Starting from the point \(A\) on a bank, a man swims at an angle of \(40°\) with the bank, reaching a point \(B\) on the opposite bank after swimming \(150\) yd. A second swimmer also leaves the bank at \(A\) but reaches the opposite bank at \(C\). If \(BC = 50\) yd., calculate
- the width of the river;
Let’s concentrate on the first swimmer.
![Banks of river with right-angled triangle formed from A, B and the point opposite B on the lower bank.
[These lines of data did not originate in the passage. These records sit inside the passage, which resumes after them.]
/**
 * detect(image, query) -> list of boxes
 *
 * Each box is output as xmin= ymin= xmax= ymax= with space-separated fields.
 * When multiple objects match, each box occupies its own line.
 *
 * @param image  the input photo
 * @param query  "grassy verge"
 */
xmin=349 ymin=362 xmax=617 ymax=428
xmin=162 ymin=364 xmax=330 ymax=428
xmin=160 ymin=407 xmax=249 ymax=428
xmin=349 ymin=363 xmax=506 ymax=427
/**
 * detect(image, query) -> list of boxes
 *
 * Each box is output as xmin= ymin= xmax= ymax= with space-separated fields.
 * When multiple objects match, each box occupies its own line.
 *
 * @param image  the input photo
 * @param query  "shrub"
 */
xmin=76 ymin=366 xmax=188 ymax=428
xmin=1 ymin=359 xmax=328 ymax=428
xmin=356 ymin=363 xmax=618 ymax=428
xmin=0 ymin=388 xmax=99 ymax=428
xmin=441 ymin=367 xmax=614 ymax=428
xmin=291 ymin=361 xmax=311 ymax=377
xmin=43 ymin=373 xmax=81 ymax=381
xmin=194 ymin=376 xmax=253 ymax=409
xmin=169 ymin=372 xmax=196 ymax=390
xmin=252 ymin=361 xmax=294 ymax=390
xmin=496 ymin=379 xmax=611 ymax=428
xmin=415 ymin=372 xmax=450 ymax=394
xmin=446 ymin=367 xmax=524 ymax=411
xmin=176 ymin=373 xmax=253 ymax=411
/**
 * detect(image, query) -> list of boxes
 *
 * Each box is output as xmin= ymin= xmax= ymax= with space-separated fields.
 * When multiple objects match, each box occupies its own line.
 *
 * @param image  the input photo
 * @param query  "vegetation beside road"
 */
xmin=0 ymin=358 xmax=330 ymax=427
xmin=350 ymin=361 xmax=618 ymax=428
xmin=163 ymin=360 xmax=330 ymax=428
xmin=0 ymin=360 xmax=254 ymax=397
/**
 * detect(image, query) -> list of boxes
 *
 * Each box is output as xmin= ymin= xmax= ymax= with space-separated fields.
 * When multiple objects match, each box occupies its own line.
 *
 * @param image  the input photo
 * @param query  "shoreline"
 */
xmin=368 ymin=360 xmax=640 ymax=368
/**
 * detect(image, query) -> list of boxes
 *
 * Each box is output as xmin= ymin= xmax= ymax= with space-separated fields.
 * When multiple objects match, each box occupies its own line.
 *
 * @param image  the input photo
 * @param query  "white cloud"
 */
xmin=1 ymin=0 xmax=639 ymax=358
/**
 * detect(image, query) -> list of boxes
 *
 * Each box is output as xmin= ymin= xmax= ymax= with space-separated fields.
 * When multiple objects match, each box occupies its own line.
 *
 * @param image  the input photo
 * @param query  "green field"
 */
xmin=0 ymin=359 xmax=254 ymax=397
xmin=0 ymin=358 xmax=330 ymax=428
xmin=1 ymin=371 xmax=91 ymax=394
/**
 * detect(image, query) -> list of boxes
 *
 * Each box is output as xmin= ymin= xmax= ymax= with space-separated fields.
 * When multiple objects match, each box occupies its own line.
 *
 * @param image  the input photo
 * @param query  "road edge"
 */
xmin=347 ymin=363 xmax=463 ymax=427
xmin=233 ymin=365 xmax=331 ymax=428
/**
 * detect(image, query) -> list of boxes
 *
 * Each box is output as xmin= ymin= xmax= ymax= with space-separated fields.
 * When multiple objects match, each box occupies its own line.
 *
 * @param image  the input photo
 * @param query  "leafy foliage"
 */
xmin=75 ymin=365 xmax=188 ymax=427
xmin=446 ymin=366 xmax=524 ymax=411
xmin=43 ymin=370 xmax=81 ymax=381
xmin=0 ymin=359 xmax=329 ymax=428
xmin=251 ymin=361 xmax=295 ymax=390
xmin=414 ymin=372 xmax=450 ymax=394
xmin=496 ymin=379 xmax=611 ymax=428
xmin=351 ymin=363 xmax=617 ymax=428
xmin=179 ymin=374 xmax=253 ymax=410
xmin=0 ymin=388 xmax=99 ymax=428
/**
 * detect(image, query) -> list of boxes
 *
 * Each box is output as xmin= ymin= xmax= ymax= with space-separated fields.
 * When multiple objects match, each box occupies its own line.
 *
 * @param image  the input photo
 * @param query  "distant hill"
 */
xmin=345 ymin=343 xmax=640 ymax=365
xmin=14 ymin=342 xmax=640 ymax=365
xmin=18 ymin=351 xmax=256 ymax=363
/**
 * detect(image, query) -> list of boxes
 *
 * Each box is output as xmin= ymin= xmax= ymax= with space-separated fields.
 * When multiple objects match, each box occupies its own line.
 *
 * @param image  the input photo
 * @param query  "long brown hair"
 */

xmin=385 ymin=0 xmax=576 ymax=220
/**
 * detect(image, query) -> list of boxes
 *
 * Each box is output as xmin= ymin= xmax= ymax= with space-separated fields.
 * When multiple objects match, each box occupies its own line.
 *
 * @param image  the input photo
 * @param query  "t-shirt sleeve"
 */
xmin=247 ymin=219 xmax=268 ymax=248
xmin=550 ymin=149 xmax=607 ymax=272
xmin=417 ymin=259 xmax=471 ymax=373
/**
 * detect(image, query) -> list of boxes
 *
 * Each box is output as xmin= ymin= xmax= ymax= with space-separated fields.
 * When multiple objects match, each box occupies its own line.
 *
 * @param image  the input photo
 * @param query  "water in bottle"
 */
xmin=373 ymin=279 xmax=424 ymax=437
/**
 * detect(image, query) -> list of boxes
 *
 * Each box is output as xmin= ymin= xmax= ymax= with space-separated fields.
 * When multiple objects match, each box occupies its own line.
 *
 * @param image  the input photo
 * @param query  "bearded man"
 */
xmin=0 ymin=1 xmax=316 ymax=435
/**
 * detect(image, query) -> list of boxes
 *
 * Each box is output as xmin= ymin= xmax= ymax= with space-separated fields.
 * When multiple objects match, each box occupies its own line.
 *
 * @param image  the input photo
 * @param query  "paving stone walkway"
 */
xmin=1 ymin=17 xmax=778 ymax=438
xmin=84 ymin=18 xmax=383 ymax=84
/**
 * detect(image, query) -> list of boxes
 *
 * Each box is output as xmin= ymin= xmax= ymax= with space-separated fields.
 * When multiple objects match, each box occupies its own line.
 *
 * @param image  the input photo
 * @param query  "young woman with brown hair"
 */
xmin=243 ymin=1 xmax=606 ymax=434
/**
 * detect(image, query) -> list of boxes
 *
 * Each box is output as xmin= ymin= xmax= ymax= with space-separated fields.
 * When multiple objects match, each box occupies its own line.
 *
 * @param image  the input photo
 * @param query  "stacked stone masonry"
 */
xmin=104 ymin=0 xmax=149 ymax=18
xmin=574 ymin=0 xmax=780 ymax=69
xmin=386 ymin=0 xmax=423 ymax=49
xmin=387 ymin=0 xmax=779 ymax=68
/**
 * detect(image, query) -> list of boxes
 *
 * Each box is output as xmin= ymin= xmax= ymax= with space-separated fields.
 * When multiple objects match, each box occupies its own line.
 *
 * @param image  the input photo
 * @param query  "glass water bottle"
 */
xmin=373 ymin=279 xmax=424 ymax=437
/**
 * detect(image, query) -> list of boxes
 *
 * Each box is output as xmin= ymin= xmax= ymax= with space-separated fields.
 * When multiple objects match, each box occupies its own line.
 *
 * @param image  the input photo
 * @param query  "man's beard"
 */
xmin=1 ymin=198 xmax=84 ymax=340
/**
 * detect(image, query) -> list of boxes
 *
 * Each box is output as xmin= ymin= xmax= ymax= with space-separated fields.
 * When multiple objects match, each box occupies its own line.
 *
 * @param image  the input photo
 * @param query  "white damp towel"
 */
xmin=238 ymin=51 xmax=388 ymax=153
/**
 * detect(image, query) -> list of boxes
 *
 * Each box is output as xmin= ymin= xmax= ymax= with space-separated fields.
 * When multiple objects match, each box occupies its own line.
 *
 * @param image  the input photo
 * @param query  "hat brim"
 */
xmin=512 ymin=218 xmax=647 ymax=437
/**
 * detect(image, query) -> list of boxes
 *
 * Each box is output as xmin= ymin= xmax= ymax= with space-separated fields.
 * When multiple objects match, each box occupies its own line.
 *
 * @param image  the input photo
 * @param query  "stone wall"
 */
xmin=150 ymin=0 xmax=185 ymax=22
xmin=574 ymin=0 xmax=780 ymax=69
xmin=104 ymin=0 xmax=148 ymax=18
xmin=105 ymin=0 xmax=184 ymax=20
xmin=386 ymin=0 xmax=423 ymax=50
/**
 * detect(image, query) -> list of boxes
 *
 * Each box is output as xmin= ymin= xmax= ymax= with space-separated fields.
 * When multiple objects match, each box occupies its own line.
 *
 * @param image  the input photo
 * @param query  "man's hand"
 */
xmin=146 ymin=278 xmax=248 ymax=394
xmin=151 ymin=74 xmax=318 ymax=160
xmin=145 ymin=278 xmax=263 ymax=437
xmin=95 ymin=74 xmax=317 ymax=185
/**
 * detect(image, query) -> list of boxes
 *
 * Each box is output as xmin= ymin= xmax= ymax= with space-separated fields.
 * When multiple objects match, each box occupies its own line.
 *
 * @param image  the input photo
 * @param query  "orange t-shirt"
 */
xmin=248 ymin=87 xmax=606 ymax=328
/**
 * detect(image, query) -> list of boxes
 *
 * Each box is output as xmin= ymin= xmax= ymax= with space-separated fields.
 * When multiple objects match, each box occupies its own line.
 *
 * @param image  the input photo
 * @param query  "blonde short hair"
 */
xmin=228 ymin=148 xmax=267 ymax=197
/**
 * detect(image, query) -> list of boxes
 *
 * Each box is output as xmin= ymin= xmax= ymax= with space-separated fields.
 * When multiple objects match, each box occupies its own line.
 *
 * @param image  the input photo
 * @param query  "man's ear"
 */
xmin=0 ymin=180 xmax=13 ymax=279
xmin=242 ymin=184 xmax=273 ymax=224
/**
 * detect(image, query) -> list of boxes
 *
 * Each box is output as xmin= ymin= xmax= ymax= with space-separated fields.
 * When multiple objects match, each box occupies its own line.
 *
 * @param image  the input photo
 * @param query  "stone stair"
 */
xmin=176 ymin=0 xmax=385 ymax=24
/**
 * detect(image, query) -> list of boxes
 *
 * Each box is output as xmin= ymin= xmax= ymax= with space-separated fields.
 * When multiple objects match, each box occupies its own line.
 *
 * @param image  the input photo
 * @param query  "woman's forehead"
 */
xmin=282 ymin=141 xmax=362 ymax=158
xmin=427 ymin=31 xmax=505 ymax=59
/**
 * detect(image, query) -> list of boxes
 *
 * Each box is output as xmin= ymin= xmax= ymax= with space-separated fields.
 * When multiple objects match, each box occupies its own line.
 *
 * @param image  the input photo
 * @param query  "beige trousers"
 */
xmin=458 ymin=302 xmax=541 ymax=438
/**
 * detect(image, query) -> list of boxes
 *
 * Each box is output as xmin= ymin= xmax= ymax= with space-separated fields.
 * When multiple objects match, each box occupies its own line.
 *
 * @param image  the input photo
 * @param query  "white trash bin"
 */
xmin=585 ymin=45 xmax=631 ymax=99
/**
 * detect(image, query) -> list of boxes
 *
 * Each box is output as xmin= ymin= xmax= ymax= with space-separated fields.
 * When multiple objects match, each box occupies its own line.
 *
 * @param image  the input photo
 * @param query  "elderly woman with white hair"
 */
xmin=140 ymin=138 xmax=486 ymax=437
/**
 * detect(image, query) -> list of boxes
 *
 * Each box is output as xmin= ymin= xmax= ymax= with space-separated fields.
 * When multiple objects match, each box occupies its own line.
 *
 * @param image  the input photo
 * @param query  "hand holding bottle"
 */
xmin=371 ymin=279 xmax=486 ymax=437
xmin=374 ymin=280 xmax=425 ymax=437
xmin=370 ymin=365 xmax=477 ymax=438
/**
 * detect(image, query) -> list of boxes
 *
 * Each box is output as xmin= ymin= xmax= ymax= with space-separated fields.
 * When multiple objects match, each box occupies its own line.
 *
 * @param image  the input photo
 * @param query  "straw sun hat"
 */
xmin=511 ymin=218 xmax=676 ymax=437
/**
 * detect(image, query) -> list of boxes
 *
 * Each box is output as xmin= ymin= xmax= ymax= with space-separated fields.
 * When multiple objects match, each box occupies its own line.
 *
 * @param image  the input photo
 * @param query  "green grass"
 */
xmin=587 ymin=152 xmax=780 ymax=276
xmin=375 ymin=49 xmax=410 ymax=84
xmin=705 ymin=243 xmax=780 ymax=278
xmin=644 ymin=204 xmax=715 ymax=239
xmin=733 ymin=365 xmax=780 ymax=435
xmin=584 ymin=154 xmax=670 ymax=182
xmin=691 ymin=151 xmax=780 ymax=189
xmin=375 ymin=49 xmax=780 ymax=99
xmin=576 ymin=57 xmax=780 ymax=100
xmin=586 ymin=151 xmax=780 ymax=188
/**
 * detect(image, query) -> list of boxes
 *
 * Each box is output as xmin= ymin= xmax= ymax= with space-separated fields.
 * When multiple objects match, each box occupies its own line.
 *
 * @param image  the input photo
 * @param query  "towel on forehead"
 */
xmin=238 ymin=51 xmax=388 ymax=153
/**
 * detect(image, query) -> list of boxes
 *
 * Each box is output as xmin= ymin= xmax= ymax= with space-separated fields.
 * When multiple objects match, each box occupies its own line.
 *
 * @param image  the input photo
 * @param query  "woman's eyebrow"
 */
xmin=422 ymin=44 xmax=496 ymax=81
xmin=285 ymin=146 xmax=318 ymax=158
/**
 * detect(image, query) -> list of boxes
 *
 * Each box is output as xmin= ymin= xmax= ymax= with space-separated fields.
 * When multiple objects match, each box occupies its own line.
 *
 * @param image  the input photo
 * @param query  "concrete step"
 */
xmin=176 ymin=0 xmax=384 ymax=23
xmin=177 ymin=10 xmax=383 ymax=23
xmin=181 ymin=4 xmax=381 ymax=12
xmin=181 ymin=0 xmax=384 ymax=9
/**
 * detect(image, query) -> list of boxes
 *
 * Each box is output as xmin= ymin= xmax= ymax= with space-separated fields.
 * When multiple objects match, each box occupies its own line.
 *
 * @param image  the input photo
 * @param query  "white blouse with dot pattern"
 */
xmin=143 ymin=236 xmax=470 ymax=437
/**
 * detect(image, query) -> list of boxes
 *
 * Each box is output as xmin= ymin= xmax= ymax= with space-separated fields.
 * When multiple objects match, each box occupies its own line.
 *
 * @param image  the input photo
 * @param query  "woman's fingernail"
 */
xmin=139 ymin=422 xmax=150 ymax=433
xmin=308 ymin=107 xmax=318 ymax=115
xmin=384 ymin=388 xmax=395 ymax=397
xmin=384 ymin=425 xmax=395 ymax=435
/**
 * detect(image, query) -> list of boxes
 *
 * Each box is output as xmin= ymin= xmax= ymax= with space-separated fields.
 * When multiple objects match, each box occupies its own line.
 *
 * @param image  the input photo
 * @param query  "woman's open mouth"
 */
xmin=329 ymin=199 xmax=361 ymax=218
The hypotenuse is of length 150 yards and the angle at A is 40 degrees.](/trigonometry-triangles-to-functions/r7596/images/source2.png)
Now we know in a right-angled triangle \(\sin(\theta) = \dfrac{\text{opposite }}{\text{hypotenuse}}\).
For our triangle we have \(\sin 40 = \dfrac{w}{150}\), where \(w\) is the width of the river, which yields \(w = 150\sin 40 \approx 96.4\) yd.
- the angle between \(AB\) and \(AC\).
Now let’s think about the second swimmer.
![New diagram with A, B and C and the triangle formed from them marked. The previous 40 degree angle, the width of the river, and the length BC are marked. Angle ABC = beta and the angle AB makes with upper bank = alpha.](/trigonometry-triangles-to-functions/r7596/images/source3.png)
We need to find the angle \(\alpha\). Now \(AD = 150 \cos 40 + 50\), while \(CD = 150\sin 40\), so \(\tan (40-\alpha) = \dfrac{150\sin 40}{150 \cos 40 + 50}\).
Thus \(\tan (40-\alpha) = 0.584683... \implies 40-\alpha = 30.3141... \implies \alpha \approx 9.69^\circ\).